Expression of TBX21, GATA3, RORC and FOXP3 mRNA in ILT cells and the PBMCs of a seronegative donor that had been stimulated with CD3/CD28 dynabeads for 3 days (SN-PBMC) were determined by qRT-PCR. The mRNA expression levels were normalized to GAPDH level, and the relative values against the SN-PBMC are presented as means and SD of duplicate or triplicate reactions. Representative results of two independent experiments are shown. N.D., not detected.


S2 Fig. Effect of IL-10 on apoptosis in ILTs.

Representative flow cytometry images of the data shown in Fig 2B. ILTs were cultured with or without IL-10 for 7–11 days, and stained with Annexin V. The values indicate apoptotic cells (%).


S3 Fig. Effects of IL-10 on cleavage of caspase 3 in ILTs.

ILTs cultured with or without IL-10 were subjected to immunoblot assays probed with antibodies to caspase-3, cleaved caspase-3, and β-actin. The results of a similar experiment with MG132-treatment is shown in Fig 2C.


S4 Fig. Absence of mutations in the hotspots of the STAT3 and IRF4 genes in ILTs.

Genomic DNA was extracted from the ILTs and subjected to PCR amplification of specific exons, followed by direct sequencing of PCR products. Sequence comparison between ILTs and wild type STAT3 (NCBI Reference Sequence NG_007370.1) (A) and IRF4 (NCBI Reference Sequence NG_027728.1) (B) genes are shown, with the mutation hotspots shaded [31, 45, 46]. Numbers indicate the position (bp) of the nucleotide within each exon.


S5 Fig. Effects of IL-10 treatment on the NF-κB pathway in ILTs.

NF-κB proteins in ILT cells cultured in the presence or absence of rhIL-10 were analyzed by immunoblotting assays following treatment with or without MG132 (10 μM) for the last 3 h of culture. Cell lysates were probed with antibodies to phospho-NF-κB p65 (p-p65) and NF-κB p65 (A), as well as phospho-NF-κB p100 (p-p100) and NF-κB p100/p52 (B). For loading controls, α-tubulin (ILT-294) or β-actin (ILT-441, -22, -227, -H2) were detected.

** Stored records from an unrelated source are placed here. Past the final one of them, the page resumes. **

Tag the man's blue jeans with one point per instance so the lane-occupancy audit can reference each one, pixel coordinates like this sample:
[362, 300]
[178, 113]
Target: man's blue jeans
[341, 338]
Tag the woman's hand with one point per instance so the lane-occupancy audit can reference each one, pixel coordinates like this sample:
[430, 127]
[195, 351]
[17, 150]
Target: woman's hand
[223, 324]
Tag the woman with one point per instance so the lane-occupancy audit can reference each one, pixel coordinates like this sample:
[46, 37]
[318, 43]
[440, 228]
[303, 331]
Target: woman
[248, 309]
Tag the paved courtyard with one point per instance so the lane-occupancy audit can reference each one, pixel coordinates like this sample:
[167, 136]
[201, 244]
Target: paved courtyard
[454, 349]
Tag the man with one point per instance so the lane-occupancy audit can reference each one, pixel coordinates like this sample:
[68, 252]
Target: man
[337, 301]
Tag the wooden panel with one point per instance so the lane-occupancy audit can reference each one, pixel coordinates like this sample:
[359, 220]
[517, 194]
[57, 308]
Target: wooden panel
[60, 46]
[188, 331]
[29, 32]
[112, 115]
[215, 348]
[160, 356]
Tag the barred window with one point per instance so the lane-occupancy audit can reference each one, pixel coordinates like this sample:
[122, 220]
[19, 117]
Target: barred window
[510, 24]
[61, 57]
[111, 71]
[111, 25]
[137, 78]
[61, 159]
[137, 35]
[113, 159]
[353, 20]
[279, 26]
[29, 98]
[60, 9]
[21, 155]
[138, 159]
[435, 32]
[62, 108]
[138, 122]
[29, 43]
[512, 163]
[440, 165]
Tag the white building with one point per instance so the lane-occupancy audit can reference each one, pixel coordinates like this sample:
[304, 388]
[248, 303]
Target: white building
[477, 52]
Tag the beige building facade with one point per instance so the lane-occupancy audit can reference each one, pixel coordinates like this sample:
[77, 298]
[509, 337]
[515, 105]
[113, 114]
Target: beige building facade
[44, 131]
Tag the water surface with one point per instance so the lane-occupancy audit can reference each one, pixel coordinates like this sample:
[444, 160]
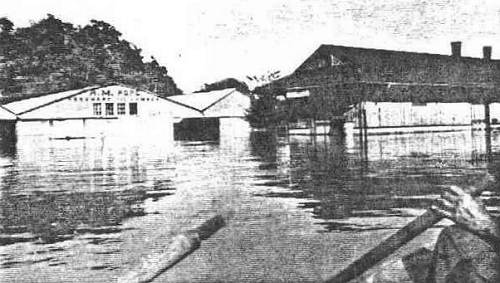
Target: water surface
[298, 208]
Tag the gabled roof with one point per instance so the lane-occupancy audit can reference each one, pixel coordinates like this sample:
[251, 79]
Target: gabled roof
[201, 101]
[365, 64]
[29, 104]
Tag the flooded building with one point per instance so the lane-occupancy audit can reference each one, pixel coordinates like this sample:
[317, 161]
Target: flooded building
[211, 113]
[90, 111]
[387, 91]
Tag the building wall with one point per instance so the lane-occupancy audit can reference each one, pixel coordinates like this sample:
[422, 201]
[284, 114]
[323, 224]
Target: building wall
[235, 105]
[82, 105]
[97, 128]
[392, 114]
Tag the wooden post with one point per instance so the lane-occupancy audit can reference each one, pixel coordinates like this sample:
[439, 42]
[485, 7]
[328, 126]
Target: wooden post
[487, 119]
[365, 125]
[487, 130]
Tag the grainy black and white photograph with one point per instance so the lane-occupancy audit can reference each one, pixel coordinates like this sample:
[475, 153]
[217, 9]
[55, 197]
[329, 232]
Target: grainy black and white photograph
[250, 141]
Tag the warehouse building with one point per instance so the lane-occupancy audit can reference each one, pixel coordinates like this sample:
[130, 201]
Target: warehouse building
[390, 91]
[93, 111]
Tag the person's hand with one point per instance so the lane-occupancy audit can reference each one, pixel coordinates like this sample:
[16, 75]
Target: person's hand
[466, 211]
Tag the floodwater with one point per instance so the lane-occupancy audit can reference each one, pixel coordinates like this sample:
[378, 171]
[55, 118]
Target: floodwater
[297, 208]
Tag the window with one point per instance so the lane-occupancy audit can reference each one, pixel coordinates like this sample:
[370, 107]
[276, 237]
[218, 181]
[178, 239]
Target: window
[120, 108]
[132, 108]
[97, 109]
[109, 109]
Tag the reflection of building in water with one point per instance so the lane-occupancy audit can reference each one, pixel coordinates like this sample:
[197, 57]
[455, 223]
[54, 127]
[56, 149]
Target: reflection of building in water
[54, 188]
[402, 173]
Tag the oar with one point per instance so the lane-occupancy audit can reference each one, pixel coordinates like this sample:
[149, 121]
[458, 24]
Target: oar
[394, 242]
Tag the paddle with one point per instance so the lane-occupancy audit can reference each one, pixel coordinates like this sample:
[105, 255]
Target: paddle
[397, 240]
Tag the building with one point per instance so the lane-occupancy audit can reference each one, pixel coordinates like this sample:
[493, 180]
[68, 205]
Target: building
[118, 109]
[207, 114]
[382, 90]
[92, 111]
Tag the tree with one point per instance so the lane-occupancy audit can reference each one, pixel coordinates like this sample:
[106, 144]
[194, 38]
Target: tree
[52, 55]
[6, 26]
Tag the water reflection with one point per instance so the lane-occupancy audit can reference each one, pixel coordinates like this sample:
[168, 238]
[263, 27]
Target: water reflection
[347, 184]
[54, 190]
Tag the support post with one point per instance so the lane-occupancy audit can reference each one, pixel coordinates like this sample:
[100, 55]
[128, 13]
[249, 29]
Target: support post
[487, 119]
[337, 126]
[487, 130]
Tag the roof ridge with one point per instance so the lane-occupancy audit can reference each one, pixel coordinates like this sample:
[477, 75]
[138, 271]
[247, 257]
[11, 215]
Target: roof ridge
[401, 51]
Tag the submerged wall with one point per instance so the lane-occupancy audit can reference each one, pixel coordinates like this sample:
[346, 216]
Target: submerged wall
[407, 114]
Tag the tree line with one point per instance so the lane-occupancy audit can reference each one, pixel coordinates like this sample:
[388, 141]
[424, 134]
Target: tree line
[51, 55]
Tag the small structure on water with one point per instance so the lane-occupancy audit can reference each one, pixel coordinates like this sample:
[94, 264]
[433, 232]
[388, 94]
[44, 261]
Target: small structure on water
[211, 112]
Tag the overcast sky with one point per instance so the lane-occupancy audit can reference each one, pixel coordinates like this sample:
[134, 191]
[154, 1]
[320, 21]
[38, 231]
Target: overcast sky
[201, 41]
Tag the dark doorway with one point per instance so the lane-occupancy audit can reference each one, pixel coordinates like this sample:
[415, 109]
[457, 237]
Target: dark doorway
[197, 129]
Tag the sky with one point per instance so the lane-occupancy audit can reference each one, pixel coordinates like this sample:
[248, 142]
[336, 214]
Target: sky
[201, 41]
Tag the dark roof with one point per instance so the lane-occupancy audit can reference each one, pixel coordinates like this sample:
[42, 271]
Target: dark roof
[364, 64]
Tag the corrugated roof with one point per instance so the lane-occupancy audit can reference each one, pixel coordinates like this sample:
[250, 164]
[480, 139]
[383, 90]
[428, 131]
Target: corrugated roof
[26, 105]
[201, 101]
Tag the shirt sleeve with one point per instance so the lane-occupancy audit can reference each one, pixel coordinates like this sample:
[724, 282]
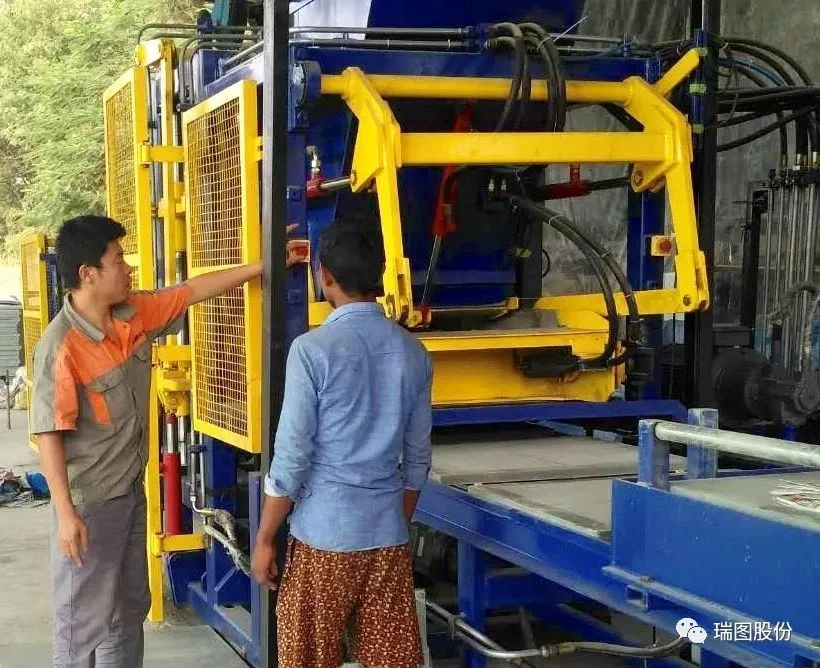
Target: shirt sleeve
[162, 310]
[293, 447]
[418, 450]
[54, 405]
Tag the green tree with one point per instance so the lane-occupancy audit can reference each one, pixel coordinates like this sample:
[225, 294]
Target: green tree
[56, 59]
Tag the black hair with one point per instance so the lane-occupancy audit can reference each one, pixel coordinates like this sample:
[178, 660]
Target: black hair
[83, 241]
[353, 252]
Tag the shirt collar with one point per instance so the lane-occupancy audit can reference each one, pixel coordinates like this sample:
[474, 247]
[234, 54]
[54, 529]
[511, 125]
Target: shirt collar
[355, 308]
[122, 311]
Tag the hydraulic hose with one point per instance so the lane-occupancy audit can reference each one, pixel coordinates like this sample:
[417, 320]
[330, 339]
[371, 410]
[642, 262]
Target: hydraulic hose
[801, 72]
[487, 647]
[517, 36]
[762, 132]
[600, 259]
[803, 129]
[755, 78]
[541, 40]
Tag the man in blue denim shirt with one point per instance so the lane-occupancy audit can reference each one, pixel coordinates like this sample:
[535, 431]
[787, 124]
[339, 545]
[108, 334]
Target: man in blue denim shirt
[352, 452]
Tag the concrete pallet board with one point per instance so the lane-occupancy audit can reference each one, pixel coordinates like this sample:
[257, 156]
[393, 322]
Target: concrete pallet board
[531, 459]
[583, 506]
[752, 494]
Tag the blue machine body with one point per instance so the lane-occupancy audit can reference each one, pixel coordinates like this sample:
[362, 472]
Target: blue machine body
[645, 569]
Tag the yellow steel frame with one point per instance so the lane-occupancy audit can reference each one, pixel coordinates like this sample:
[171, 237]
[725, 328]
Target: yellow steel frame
[35, 306]
[170, 374]
[245, 93]
[661, 155]
[136, 80]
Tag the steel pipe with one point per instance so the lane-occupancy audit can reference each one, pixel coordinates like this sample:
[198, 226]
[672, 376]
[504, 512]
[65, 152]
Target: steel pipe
[448, 45]
[242, 55]
[489, 648]
[788, 320]
[764, 320]
[746, 445]
[344, 30]
[194, 26]
[439, 32]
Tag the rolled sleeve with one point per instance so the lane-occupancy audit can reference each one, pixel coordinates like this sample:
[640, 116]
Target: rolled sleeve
[162, 310]
[54, 404]
[294, 444]
[418, 451]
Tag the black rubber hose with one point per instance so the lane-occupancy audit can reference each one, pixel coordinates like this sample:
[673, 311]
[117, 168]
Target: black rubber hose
[805, 130]
[552, 59]
[596, 254]
[608, 184]
[797, 67]
[598, 268]
[762, 132]
[756, 78]
[552, 83]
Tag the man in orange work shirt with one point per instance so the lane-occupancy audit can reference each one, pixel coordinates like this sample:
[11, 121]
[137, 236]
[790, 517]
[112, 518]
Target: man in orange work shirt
[90, 413]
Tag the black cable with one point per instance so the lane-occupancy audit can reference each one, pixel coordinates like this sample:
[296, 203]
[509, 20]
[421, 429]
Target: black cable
[547, 260]
[552, 118]
[780, 54]
[608, 184]
[526, 92]
[596, 254]
[520, 55]
[762, 132]
[552, 60]
[757, 79]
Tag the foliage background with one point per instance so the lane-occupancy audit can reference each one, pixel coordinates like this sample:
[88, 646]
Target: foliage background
[56, 59]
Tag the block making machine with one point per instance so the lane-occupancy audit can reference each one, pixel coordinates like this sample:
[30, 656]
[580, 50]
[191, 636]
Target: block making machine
[435, 123]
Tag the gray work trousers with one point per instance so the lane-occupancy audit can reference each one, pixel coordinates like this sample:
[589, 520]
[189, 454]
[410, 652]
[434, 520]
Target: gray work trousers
[100, 607]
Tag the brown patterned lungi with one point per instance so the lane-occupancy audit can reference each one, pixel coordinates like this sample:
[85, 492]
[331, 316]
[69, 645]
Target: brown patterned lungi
[322, 591]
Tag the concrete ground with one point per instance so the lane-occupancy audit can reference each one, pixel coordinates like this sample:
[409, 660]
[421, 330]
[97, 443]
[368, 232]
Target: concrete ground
[25, 597]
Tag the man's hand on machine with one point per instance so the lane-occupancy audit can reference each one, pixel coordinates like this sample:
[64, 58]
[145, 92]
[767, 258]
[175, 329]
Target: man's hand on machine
[217, 283]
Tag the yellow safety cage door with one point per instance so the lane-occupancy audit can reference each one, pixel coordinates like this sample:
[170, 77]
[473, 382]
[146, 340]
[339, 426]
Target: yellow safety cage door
[220, 140]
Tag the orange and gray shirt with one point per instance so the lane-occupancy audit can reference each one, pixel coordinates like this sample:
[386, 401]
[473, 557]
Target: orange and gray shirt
[94, 387]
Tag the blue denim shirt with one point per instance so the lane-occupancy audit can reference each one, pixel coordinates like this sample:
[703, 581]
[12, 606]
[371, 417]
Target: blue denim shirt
[354, 430]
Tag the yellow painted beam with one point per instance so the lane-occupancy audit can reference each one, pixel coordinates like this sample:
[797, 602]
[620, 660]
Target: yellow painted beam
[175, 353]
[506, 340]
[489, 148]
[162, 154]
[154, 509]
[475, 88]
[650, 302]
[183, 543]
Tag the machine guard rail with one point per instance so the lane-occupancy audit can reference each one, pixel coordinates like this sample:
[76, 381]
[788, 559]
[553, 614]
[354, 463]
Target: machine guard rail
[704, 441]
[661, 155]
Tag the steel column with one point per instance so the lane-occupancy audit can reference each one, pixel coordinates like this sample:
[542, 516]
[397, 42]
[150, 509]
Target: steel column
[274, 210]
[699, 330]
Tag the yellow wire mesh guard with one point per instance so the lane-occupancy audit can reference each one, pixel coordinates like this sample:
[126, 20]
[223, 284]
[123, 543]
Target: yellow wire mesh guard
[222, 204]
[119, 138]
[30, 249]
[35, 305]
[127, 179]
[32, 331]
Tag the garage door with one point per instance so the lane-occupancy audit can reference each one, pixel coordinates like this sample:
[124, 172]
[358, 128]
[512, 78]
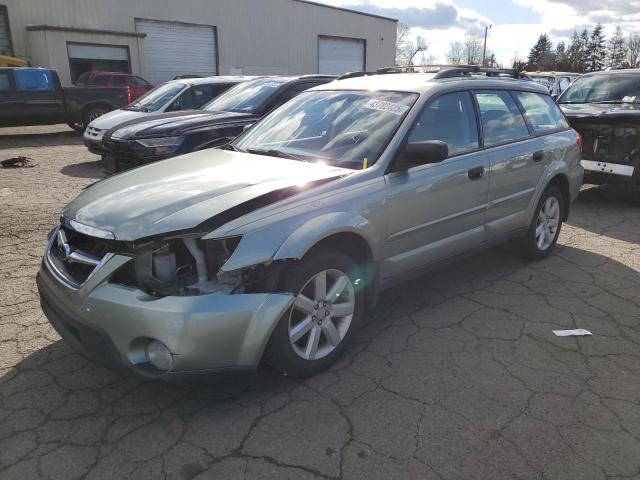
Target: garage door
[337, 55]
[5, 38]
[172, 49]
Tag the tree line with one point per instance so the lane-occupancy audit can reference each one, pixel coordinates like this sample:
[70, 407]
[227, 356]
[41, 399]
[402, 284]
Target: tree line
[585, 52]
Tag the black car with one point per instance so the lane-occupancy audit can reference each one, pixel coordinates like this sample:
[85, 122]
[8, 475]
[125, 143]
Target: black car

S6 Fig. Effects of IL-10 knockdown on the cell growth in ATL-derived ILTs.

A. ILT-22 and ILT-H2 cells were transfected with control (si-CTRL) and IL-10-specific (si-IL10) si-RNA, and the IL10 mRNA levels (left) and the cell number (right) were evaluated by RT-PCR and trypan blue exclusion assay, respectively, 3 days after electroporation. The relative values against si-CTRL were indicated as means and SD of duplicate samples. B. ILT-22 and ILT-H2 cells were similarly transfected with si-CTRL or si-IL10, following pre-culture with IL-2-free medium for 24h. The cells were then cultured in IL-2-containing medium for 3 (ILT-22) and 4 (ILT-H2) days, and the cell number was evaluated as indicated above.


S7 Fig. Mild suppressive effects of IRF4 knockdown on IL10 expression in ILTs.

ILT-H2 cells were transfected with si-CTRL or si-IRF4 and the IL10 mRNA expression was evaluated 48 h after electroporation. The relative value against si-CTRL was indicated as the mean and SD of duplicate samples.



We thank Kazuhiro Tamura, Sayaka Iwabuchi, Ayano Akiba (Tokyo Medical and Dental University, Tokyo) for technical assistance. We also thank Dr. Atae Utsunomiya (Imamura Bun-in Hospital, Kagoshima) for providing clinical samples and valuable advice, and S. Win from Edanz Group for editing a draft of this manuscript.